– Василий постарел, – грустно сказал отец, потом добавил: – а я совсем уже выжил из ума, мало что помню, – тяжко вздохнул и продолжил: – но не всё ещё забыл, – и хитро усмехнулся.
Осень 2020 года готовила нам испытания. Ещё не все ненастья отвешены нам, не вся чаша испита до дна, не всё запланированное судьбой приведено в исполнение. Ход пандемии века приготовил весь комплект скорби по полной программе. Слова брата оказались пророческими. Мой отец, как будто чувствовал, прощался с Василием как-то растерянно и трогательно. Десятого ноября он слёг с коронавирусной пневмонией и через неделю умер. Я держала его тёплую голову руками в воцарившейся тишине, наступившей после остановки тяжкого, хриплого дыхания, и на меня смотрели его остывающие глаза.
Крайний слева во втором ряду – Осип Иванович Свекатун
* * *
Разбирая бумаги и документы, оставшиеся после похорон отца, обнаруживаю папку с фотодокументами и пожелтевшие листки, отпечатанные на старой печатной машинке. Раскрываю этот странный пакет перемешанных строк и обнаруживаю дело № 13091 моего репрессированного деда. Прочтение этого трагического абсурда жизни моих предков привело меня в ужас.
Следственное дело включало:
Протокол обыска;
Анкету арестованного;
Протокол допроса обвиняемого;
Обвинительное заключение;
Приговор;
Постановление об избрании меры пресечения;
Выписка из протокола № 202 Тройки Управления НКВД Красноярского края.
Каждый документ как звук набата, сигнала тревоги, угрозы бедствия. Жалоба, написанная от руки, датировалась 1939 годом, то есть спустя два года после всего этого кошмара. Человек опомнился, потерял здоровье и начал, как мог, бороться за справедливость.
Прокурору СССР
ЖАЛОБА
в порядке надзора от закл. Свекатуна Иосифа Ивановича,
находящегося по адресу: Свердловская область ж.д. им. Кагановича,
Ст. Верхотурье, Верхотурский лагпункт
Мне 27 декабря 1937 года объявили в тюрьме Минусинска, что я осужден тройкой НКВД без статьи к десяти годам исправительно-трудовых лагерей.

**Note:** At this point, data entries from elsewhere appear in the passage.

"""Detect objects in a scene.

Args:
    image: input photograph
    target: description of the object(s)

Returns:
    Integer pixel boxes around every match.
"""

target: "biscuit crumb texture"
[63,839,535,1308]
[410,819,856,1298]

Этот приговор является в корне неправильным и ничем не обоснованным. Чтобы понять предполагаемую мною причину моего ареста, мне сперва придется кратко описать свою автобиографию.
Я родился в 1898 году в бывшей Виленской губ., а в 1909 г. родители со мной переселились в Красноярский край, Каратузский район, д. В-Буланку. Несмотря на то, что я не был кулаком и никогда чужой рабочей силой не пользовался, меня всё же в начале 1930 г. раскулачили и 19-го января того же года арестовали. Несмотря на то, что сам сельсовет всё моё имущество распродал, меня осудили по ст. 79 УК РСФСР, т. е. за разбазаривание своего имущества, к семи годам лишения свободы. Согласно определения на кассационную жалобу мне утвердили лишь пять лет вольной высылки. Но этот срок я отбыл не в ссылке, а на казённых работах, т. е. как лишенный свободы. За это время я подвергался восьми этапам и моё здоровье значительно пострадало.
После отбытия наказания мне предложили устроиться на постоянное место жительства в Ольховский район, и я так и переехал со своей семьёй в посёлок Тебегрек, где работал при «Союззолото» до 1937 года. С 6 августа по 24 ноября 1937 года я работал на скирдовании хлеба в Минусинском районе Белоярского сельсовета, колхоз «1 Мая». Вернувшись оттуда домой, я был в тот же день арестован и переведен в тюрьму г. Минусинска.
С меня был снят один-единственный допрос, в начале декабря 1937 года по фамилии следователя я не знаю. Он мне предъявил следующее обвинение:
1. Якобы я состоял в банде Мишина, которая свирепствовала летом 1930 года в Ермаковском районе (он находился по соседству с Каратузским районом).
2. Якобы в начале ноября 1937 года провёл у себя на квартире, т. е. в посёлке Тебегрек, контрреволюционное собрание. На этом собрании якобы я выражал недовольство Советской властью и сказал: «Как только японцы начнут с нами воевать, то придется и с тылу организовать восстание».
Нелепость этого обвинения я сразу доказал. Я указал на то, что у самого следователя имелись документы, изъятые у меня при аресте: приговор Каратузского района с 1930 г. и мой паспорт.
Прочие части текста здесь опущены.